When claiming input VAT on purchases, it is important to ensure that the purchase is for the taxpayer’s business purposes.
In Airtours Holidays Transport Ltd v Revenue and Customs Commissioners ( EWCA Civ 1033, published 25 July 2014), the Court of Appeal considered a tripartite agreement. One party to the agreement (Airtours) had claimed the VAT charged by a second party (PwC). HMRC stated that PwC’s supply was not made to Airtours, but to the third party to the agreement (banks). Airtours’ claim was denied.
Interpreting the contract was central.
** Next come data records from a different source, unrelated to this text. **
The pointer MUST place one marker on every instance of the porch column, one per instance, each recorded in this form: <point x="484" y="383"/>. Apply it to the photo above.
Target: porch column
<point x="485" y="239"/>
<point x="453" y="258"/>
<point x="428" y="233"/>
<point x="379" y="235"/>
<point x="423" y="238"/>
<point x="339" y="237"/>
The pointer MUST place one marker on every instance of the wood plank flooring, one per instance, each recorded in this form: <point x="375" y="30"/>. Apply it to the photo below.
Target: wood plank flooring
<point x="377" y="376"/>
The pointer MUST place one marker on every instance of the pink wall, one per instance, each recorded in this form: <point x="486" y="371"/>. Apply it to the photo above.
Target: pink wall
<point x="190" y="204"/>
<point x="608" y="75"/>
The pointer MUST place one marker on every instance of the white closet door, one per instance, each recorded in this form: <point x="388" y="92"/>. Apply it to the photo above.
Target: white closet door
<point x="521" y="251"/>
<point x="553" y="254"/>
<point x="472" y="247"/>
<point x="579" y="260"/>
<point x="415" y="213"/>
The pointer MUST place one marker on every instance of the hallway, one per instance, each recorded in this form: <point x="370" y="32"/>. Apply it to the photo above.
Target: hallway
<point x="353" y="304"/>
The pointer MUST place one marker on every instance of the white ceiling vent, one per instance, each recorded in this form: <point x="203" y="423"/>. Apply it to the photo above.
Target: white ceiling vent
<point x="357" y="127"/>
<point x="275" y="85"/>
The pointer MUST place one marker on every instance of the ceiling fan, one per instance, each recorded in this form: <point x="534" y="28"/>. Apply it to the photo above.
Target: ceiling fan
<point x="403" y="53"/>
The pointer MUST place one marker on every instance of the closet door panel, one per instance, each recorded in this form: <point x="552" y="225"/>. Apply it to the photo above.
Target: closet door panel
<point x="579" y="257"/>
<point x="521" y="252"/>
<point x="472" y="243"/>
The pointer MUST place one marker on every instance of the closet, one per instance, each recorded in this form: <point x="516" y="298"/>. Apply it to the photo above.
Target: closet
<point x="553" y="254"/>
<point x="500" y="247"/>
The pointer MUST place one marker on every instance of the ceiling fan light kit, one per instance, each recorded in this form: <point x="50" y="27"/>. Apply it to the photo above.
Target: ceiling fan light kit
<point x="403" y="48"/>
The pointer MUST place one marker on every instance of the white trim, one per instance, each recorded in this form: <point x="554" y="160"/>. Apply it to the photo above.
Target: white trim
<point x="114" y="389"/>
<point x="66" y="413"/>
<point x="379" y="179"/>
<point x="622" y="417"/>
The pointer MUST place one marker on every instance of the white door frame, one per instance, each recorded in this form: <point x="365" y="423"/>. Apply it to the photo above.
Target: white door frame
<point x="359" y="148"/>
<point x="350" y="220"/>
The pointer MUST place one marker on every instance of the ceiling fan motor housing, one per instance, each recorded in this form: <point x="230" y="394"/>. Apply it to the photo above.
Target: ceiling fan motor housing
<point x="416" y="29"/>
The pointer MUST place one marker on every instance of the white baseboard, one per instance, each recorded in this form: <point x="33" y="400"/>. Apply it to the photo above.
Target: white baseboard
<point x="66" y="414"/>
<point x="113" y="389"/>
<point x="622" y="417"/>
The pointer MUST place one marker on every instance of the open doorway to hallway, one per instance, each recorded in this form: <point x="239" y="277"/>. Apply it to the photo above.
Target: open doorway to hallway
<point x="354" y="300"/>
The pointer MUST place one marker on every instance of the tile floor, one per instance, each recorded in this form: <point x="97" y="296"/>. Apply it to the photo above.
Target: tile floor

The decision turned on “reading the document as a whole, together with the terms and conditions, in a businesslike manner and seeking to identify what legal relationships the parties intended to create.” Although Airtours needed PwC’s report to secure funding and paid PwC for its services, the Court found the economic reality was that PwC had only provided its report for the business purposes of the banks and not for those of Airtours, as was indicated by the terms of the tripartite contract.
This has been a difficult issue for the courts to decide. The FTT had found in favour of Airtours and the UT had found for HMRC. The Court of Appeal’s decision was a majority verdict, the dissenting judge’s view being that two supplies had been made by PwC, with Airtours requiring from PwC the service of supplying a report to the banks. This decision is likely to be appealed.
However, one issue has been clarified. It is important that contract terms are expressed carefully and make it clear who is receiving services for their business purposes, as this does have significant VAT implications for those involved.